Deferred probation is a special type of probation where the court finds that there is enough evidence to find you guilty, but holds off on, or defers finding you guilty and places you on a period of probation. If you successfully complete that period of probation, the case is then dismissed and you walk away without a conviction on your record for that case.

How does Deferred Differ From Regular Probation?

In regular probation, once you enter your plea of guilty or nolo contendre (no contest), the court finds you guilty. At that point the case is a conviction and will go down as a conviction on your record. Absent a pardon (or in limited circumstances getting the judgment set aside), a conviction isn't coming off your record. Deferred probation avoids this by giving you the chance to successfully complete probation and avoid the conviction on your record.

Once you're on probation, the day-to-day is the same on deferred and regular probation.
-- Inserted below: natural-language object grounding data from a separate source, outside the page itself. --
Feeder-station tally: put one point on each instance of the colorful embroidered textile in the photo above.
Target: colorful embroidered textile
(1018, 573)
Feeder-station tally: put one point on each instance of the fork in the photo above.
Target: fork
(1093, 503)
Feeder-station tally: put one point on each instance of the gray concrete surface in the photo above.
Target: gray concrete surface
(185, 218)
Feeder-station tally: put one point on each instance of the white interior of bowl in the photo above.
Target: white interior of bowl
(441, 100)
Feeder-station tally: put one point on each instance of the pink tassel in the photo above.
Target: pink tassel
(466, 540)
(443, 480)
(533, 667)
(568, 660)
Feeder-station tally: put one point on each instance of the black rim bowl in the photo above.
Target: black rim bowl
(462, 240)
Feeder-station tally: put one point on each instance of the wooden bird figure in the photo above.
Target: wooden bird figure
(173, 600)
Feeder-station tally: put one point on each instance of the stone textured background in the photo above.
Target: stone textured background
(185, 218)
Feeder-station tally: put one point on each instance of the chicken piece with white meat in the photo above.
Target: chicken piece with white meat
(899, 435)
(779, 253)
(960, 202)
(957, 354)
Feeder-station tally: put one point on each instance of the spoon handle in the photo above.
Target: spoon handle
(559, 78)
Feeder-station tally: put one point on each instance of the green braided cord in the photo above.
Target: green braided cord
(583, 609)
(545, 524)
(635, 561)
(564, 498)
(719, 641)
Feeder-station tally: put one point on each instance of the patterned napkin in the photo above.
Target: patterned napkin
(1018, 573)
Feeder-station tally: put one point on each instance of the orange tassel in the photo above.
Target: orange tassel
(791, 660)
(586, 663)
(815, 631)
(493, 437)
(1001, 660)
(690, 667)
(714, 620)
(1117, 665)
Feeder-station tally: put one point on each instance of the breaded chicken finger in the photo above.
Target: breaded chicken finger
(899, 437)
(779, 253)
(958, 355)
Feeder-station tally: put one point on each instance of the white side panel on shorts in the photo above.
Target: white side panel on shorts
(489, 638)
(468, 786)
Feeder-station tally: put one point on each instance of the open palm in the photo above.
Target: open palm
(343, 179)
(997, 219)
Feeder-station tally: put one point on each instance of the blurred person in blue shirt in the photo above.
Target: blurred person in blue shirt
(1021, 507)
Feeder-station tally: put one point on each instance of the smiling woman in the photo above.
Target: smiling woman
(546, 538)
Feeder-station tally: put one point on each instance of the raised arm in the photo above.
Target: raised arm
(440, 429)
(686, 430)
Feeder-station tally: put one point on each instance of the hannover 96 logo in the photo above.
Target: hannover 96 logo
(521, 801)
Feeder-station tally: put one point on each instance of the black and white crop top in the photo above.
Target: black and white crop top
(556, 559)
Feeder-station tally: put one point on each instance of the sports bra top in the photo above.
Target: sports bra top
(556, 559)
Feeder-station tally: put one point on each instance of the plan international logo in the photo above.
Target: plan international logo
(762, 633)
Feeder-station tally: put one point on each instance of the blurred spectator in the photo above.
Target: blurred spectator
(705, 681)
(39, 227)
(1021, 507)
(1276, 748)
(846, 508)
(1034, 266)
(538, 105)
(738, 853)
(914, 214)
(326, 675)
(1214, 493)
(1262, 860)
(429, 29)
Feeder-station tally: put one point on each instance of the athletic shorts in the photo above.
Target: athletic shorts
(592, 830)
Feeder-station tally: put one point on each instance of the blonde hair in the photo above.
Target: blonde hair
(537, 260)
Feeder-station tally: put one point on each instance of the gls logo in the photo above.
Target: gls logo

If the probation is supervised, you report to a probation officer, you pay fines/fees, you do community service and any classes that are required of you, et cetera.

Aside from the deferred finding of guilt at the outset of probation, the other main difference is in what happens if your probation is revoked. In regular probation you are sentenced to a jail/prison term and that sentence is then suspended. If you then violate probation and the court revokes you, the judge can sentence you to any term in jail/prison up to the original sentence. So if you were sentenced to 6 months in jail on a Class A misdemeanor and that term was probated for 1 year of probation, you could do up to 6 months in jail if you were revoked. In a deferred probation, if you are revoked the only limit to your sentence is the punishment range for the crime. So if you're on deferred probation for that same Class A misdemeanor, you could get up to 2 years in jail.

Deferred thus carries a substantial risk alongside the substantial benefit of avoiding a conviction. You should weigh your options carefully and only take deferred if you're serious about completing probation successfully.

What about Your Record?

A successfully completed deferred probation case cannot be expunged (removed) from your record. You can, however, ask the court to order that it not be disclosed to the public (sealed); this is called "nondisclosure." This doesn't happen automatically -- at the end of your deferred probation it remains on your record (depending on how your county/district clerk handles it's records, people can see either that the case was dismissed or that you got deferred and completed probation). In order to get the nondisclosure you have to file a petition for nondisclosure in the county where your original case was filed.

Deferred probation is an excellent tool to avoid a conviction in a criminal case when you cannot get a not guilty verdict or a straight dismissal. Consider the pros and cons and consult a knowledgeable criminal defense attorney in your area.